The last time California voters approved a rainy-day fund plan, in 2004, they didn't get what they bargained for. The state barely saved any money during successive budget crises and lurched through the recession with costly borrowing, new taxes and service cuts.
Now Democrats and Republicans in the Capitol say they have a better plan for cushioning the state from economic downturns and stabilizing its notoriously rocky finances. The Legislature unanimously approved the measure Thursday, and it will be placed on the ballot in November for voters to consider.
John A. Pérez (D-Los Angeles), who championed the proposal while he was Assembly speaker, said the proposed constitutional amendment "will help break the bad habits of the past" and "put California on a solid financial footing in the years ahead."
The measure is the result of bipartisan negotiations during a special legislative session convened by Gov.

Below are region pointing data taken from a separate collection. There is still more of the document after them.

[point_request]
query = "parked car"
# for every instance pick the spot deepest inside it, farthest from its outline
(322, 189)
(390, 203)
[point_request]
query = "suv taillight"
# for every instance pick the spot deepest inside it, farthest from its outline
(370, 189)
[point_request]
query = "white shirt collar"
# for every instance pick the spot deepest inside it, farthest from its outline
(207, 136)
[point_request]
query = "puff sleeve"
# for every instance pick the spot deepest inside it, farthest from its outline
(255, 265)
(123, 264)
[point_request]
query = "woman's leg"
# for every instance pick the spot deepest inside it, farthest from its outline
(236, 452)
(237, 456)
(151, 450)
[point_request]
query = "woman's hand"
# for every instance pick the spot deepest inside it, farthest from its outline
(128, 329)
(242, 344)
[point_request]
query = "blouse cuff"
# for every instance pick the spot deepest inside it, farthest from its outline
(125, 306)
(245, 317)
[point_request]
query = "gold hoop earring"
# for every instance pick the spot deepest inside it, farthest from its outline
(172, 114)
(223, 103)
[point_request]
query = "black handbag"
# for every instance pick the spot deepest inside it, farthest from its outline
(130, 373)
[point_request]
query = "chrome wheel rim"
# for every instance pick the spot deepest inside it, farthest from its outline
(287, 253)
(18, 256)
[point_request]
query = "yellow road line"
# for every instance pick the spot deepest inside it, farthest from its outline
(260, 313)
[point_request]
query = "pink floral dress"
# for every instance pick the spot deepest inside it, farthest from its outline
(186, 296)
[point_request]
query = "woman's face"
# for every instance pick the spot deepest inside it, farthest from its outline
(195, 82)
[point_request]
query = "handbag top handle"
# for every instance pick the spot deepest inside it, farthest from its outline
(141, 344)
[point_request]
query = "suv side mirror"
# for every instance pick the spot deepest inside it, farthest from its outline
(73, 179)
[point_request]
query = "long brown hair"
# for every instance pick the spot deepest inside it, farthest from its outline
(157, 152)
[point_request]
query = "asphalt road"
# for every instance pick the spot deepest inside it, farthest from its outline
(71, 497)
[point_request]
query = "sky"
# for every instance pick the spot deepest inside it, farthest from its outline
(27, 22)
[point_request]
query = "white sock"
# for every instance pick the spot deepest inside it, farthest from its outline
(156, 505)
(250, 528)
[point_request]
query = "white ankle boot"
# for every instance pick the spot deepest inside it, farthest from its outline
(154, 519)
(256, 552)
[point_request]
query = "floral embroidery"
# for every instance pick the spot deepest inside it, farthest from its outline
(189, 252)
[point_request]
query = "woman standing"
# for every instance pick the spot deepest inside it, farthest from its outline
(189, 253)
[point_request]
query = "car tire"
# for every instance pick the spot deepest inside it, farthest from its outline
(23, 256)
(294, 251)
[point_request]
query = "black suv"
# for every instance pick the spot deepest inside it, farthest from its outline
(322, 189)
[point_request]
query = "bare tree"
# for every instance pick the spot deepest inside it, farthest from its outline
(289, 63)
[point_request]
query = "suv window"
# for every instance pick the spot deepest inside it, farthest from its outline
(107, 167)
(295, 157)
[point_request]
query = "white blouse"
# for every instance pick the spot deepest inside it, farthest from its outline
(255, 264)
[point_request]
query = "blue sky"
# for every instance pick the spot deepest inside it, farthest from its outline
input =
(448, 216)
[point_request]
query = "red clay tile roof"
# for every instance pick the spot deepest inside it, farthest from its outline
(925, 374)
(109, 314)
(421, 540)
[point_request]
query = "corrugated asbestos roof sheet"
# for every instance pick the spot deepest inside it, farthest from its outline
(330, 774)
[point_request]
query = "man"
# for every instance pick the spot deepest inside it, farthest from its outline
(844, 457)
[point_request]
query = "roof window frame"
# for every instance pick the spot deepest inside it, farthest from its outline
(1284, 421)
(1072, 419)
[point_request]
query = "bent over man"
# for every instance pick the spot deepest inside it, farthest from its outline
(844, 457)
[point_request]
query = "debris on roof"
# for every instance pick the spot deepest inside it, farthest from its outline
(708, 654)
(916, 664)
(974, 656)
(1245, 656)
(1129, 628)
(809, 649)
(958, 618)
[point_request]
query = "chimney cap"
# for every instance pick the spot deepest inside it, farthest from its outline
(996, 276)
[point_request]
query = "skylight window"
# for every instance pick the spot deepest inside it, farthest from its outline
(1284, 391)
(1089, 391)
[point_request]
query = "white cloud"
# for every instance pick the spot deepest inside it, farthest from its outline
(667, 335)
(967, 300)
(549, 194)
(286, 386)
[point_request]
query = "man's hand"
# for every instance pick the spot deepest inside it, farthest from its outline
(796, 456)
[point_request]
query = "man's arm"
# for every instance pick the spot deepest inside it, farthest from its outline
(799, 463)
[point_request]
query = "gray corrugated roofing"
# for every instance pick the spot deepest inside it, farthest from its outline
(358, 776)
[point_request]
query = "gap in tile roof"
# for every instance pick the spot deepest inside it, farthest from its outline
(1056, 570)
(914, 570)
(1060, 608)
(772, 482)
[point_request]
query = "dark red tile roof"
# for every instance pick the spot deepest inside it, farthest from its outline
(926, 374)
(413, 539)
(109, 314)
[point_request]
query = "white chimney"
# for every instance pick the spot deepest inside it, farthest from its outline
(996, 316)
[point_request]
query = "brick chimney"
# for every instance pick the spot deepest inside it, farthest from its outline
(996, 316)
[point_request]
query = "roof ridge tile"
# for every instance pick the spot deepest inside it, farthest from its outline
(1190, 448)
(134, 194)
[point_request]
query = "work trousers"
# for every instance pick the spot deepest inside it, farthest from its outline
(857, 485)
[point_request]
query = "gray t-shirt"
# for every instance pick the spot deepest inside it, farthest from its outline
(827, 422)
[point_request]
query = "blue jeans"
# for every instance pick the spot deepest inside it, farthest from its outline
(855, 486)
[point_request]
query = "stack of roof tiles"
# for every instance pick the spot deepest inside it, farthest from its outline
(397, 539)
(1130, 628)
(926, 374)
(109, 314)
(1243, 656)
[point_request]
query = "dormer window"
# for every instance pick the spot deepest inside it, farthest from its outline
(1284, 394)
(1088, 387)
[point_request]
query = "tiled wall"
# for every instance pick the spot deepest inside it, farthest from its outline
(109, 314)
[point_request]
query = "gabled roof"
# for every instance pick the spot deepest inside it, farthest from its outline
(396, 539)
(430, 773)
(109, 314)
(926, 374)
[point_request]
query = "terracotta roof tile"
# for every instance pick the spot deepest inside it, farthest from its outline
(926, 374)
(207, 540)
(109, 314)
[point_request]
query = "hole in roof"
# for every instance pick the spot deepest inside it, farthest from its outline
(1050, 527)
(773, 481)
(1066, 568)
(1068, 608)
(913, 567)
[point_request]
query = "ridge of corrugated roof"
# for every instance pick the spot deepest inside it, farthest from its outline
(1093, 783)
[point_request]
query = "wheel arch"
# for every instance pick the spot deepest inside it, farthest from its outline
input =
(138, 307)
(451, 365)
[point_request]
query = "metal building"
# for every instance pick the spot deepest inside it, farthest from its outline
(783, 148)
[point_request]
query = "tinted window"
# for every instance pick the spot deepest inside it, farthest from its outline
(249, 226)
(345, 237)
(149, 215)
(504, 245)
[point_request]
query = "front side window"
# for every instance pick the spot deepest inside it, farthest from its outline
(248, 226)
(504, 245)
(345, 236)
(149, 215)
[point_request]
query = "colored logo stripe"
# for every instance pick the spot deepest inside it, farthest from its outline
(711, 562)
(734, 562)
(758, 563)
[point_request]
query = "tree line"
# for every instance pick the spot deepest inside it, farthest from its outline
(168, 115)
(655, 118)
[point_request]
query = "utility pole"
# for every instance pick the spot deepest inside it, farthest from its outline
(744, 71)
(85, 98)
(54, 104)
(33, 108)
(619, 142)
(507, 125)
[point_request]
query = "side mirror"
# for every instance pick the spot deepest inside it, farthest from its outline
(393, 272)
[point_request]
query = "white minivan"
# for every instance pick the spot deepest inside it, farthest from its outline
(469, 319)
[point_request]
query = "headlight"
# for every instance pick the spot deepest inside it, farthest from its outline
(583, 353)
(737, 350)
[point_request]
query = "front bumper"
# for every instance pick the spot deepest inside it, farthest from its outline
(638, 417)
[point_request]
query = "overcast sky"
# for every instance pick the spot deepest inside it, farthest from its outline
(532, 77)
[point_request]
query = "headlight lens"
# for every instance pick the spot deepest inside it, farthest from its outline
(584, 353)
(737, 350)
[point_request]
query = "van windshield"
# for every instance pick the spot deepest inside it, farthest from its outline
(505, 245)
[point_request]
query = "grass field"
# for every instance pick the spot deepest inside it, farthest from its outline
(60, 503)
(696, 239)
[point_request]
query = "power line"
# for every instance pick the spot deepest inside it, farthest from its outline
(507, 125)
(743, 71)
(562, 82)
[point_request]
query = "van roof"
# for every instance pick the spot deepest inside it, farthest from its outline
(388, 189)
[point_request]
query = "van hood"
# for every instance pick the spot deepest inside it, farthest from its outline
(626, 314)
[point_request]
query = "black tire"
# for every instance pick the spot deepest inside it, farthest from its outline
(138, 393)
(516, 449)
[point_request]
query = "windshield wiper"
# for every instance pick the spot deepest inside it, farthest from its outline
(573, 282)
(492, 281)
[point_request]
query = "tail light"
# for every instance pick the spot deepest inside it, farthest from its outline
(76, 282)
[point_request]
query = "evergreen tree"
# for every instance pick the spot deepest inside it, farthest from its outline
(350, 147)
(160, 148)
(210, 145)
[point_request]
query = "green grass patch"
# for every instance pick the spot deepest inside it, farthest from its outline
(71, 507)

The plan, if approved by voters, would set aside 1.5% of general fund revenue each year, in addition to spikes in revenue from capital gains taxes. Half the money would be deposited into a reserve fund and the other half would be used to pay off debt and cover long-term costs such as pensions for public employees.
According to estimates by the Brown administration, $1 billion will be set aside annually for each of those purposes over the next few years. Deposits into the reserve fund could be suspended and money could be withdrawn when revenue fails to keep pace with spending.
Liberal advocates are concerned that the measure would leave less money available to reverse recession-era budget cuts, and some conservatives prefer an earlier, abandoned proposal that contained tighter spending limits.
But no organized opposition emerged, and Claremont McKenna College political science professor Jack Pitney said he expects it to be popular with voters.
"Californians are very tired of annual budget crises," he said. "The idea of setting something aside for a rainy day has great appeal."